Several recent articles about junk food/processed snacks
have caught my eye and my attention. While the content may not be surprising, the
differences of opinion are quite interesting.
The first article, from the New York Times Magazine is
entitled The
Extraordinary Science of Addictive Junk Food and it chronicles the amazing
lengths snack food companies go to so as to create the perfect snack food and
market it in exactly the right way. It’s
long, but well worth the read. And if
you have ever eaten a potato chip or a cheese puff, drunk a Coke or a Dr.
Pepper, there’s a lot of good information here.

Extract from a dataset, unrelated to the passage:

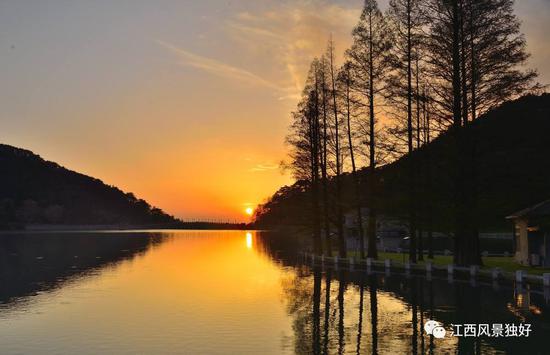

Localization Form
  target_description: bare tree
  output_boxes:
[347,0,391,258]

The article’s bottom’s line is simple: “What I found, over four years of research
and reporting, was a conscious effort — taking place in labs and marketing
meetings and grocery-store aisles — to get people hooked on foods that are
convenient and inexpensive.” The analogy
to drug is intentional.
You’ll learn some interesting terms. For example:
- Bliss Point: Consumers initially like a product more as the sensory intensity of a taste, such as sweetness. Increases, and like the product the most with a middle level of sweetness. This is the optimum level, or ‘bliss,’ point. In the snack food business, this is the Holy Grail.

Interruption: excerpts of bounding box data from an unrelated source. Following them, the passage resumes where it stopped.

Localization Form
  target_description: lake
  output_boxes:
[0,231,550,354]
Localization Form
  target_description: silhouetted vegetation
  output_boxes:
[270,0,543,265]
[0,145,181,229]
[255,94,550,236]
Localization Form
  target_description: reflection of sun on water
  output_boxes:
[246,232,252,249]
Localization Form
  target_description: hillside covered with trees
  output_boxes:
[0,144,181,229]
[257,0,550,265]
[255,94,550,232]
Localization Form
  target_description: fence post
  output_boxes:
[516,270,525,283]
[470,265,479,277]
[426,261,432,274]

- Mouth feel: This is the way a product feels in your mouth, or interacts with the mouth. It includes many related sensations, from dryness to gumminess to moisture release. This is serious science as mouth feel is very important.
- Product optimization: The process in which food engineers alter multiple variables for the purpose of finding a product’s most perfect version (or versions). More serious science.

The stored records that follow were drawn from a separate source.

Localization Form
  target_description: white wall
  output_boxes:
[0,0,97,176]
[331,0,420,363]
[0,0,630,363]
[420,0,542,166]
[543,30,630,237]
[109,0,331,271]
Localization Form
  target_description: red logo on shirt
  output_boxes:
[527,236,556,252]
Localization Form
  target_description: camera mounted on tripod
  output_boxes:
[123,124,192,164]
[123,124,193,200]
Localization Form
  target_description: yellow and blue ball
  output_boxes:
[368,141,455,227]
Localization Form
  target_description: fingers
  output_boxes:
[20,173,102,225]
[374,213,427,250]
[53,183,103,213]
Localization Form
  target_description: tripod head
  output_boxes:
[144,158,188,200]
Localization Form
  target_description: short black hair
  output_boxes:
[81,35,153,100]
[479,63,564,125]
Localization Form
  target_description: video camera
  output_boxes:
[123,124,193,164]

- Sensory-specific satiety: This is the tendency for big, distinct flavors to overwhelm the brain. The brain does not like being overwhelmed and responds by depressing your desire to have more. It’s one distinct and overriding single flavor that causes the brain to tell you to stop eating. And this is bad. Very bad.
- Vanishing caloric density: When something melts quickly in your mouth, your brain thinks that it has no calories, thus, you can just keep eating it forever. For the snack food industry, this is Nirvana.
You’ll learn more about certain foods:
- Yoplait yoghurt, which many people think of as nutritious, has twice as much sugar as Lucky Charms cereal.
- The grandchildren of the man who invented Lunchables have never eaten one? Why? Their mom says, “. . . we eat very heathfully.
- Just a half-cup of Prego Traditional spaghetti sauce has the equivalent of more than two teaspoons of sugar, as much as two+ Oreo cookies.
- The perfect break point for a snack chip is about four pounds of pressure per square inch.
And, finally, why can’t you eat just one potato chip? It’s not greed, it’s chemistry, the
combination of three things. (1) The salt
that coats the chip, (2) the fat content within it that rewards the brain with
instant feelings of pleasure, (3) the sugar that exists in the starch of the
potato itself instead of being added to it. These components combine to make it
“the perfect addictive food.” The reason
is simple: “The starch is readily absorbed, more quickly than a similar amount
of sugar. This causes the glucose levels in the blood to spike — and that
results in a craving for more.”
The snack food industry spending millions on this research every
year. On the positive side, that creates
jobs for scientist and nutritionists. On
the negative side, the products contribute to obesity, diabetes, heart attacks,
strokes and who knows what else. If we
put this money into space exploration, we might have a moon base by now. Instead, we have Jacked
Enchilada Supreme Flavored Doritos.
But, hey, we’re intelligent adults, right? We know enough to not eat these things, or
feed them to our children, or just to indulge in them at special occasions like
a barbecue, Super Bowl party, or picnic.
Well, here’s Joe Queenan’s article, “Our
Inalienable Right to Snarf Junk Food,” in Saturday’s The Wall Street Journal. “I
am not saying that a long, healthy life is not a worthy goal. I am merely saying that if the goal means no
more chili cheese dogs, no more ranch flavored Doritos, no more black-and-white
milkshakes, then the price may be too high.”
His goal is, of course, to make us laugh: “America was built by men and women who never
ate arugula.” But he does make us think that
we should be able to eat what we want and we don’t need food police to make us
eat right. All we need is a discipline
that sometimes seems elusive.
On Friday night, Bill Maher broke down
the four big food groups. Replacing his
usual vulgarity with a euphemism, these groups are: sweet “stuff,” salty “stuff,” and cool ranch “stuff”
with more “stuff” on top.
If you are what you eat, we've got some 'splainin to do.